The match was the first leg of a home-and-away set in the Champions League’s Round of 16. Atalanta won, 4-1. The official attendance for the Feb. 19 game was 45,792 — a “home” record for Atalanta, which is making its debut in Europe’s top club competition.

It was the biggest game in Atalanta’s history and a third of Bergamo’s population — including nearly 30 busloads of fans — made the 37-mile trip from Bergamo to Milan.

“It’s a city of 120,000 people and that day 40,000 went to the San Siro,” Atalanta captain Alejandro “Papu” Gómez told Argentine daily Olé. “It was a historic match for Atalanta, something unique. To give you an idea, my wife took three hours to get to Milan, when that trip normally takes 40 minutes.”

Nearly 2,500 fans of visiting Valencia also traveled to the match.

The conditions for virus contagion were high, with thousands of people gathering without much concern — at a time when the outbreak in Europe wasn’t yet known — and then traveling back home.

Before the match, Valencia fans freely roamed around Milan and gathered at some of the city’s plazas, including the Piazza del Duomo, drinking and chanting team songs.

“I have heard a lot of theories, I’ll say mine: Feb. 19, 40,000 Bergamaschi went to San Siro for Atalanta-Valencia,” Fabiano di Marco, the chief pneumologist at the hospital in Bergamo, told Italian newspaper Corriere della Sera. “In buses, cars, trains. A biological bomb, unfortunately.”

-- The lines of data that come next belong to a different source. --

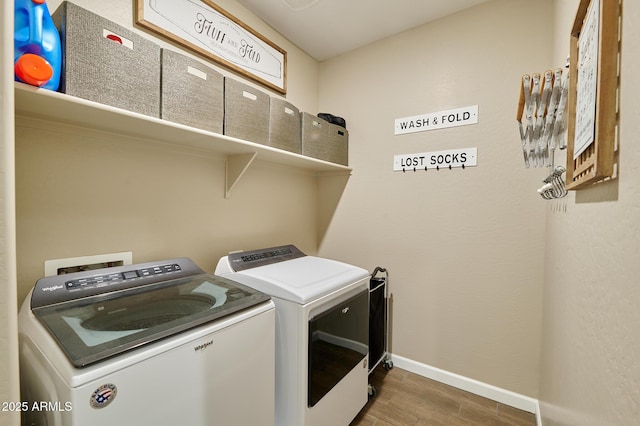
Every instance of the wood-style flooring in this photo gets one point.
(405, 398)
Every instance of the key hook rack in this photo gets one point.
(554, 186)
(438, 168)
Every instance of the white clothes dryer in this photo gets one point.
(322, 323)
(159, 343)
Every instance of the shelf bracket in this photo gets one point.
(235, 166)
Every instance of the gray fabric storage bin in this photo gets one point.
(246, 112)
(339, 143)
(284, 126)
(323, 140)
(192, 93)
(106, 63)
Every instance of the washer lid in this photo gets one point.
(93, 328)
(300, 280)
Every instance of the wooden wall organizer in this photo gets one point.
(596, 158)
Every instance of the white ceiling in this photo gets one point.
(328, 28)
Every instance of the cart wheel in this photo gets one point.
(372, 391)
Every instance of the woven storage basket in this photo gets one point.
(104, 62)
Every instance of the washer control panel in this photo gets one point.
(117, 277)
(77, 285)
(240, 261)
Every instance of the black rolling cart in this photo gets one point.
(379, 322)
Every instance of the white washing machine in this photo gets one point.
(158, 343)
(322, 323)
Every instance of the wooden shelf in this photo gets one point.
(59, 107)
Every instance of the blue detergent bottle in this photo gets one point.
(37, 53)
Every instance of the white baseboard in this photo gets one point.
(495, 393)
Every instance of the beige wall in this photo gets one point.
(591, 347)
(465, 248)
(8, 309)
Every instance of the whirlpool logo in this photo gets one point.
(203, 346)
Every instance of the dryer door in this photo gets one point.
(338, 341)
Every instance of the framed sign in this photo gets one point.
(208, 30)
(593, 84)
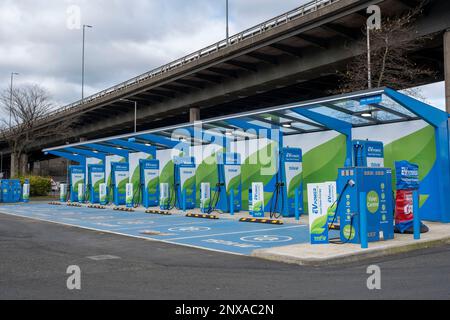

Not just fans but players were also infected by the contagious virus. Atalanta announced its first positive case Tuesday for goalkeeper Marco Sportiello, while Valencia said that more than a third of its squad got infected, “despite the strict measures adopted by the club” after the match in Milan. Valencia defender Ezequiel Garay was the first Spanish league player to test positive for COVID-19.

Valencia played a Spanish league game against Alavés about two weeks after the game in Milan, and later Alavés reported that 15 people in the club were infected, though it did not say the cases were directly related to the match against Valencia.

A journalist who traveled to the match from Valencia became the second person infected in the region, and it didn’t take long before people who were in contact with him also had the virus, as did Valencia fans who were at the game.

Over the past month, Atalanta has mourned the deaths of five former staff members. While announcements on the club website made no mention of the virus, local media have reported that at least four of them died with COVID-19.

Less than a week after the Atalanta-Valencia game, the first cases were reported in the province of Bergamo.

As of Tuesday, nearly 7,000 people in the province of Bergamo had tested positive for COVID-19 and more than 1,000 people had died from the virus — making Bergamo the most deadly province in all of Italy for the pandemic.

“I’m sure that 40,000 people hugging and kissing each other while standing a centimeter apart — four times, because Atalanta scored four goals (the final result was 4-1) — was definitely a huge accelerator for contagion,” said Luca Lorini, the head of the intensive care unit at the Pope John XXIII hospital in Bergamo.

“Right now we’re at war. When peace time comes, I can assure you we will go and see how many of the 40,000 people who went to the game became infected,” Lorini added. “Right now we have other priorities.”

By last week, Bergamo’s cemetery became so overwhelmed by the number of dead that military trucks began transporting bodies to a neighboring region for cremation. Meanwhile, Spain remains the second-worst-hit country in Europe after Italy, with more than 6000 coronavirus casualties as of March 29.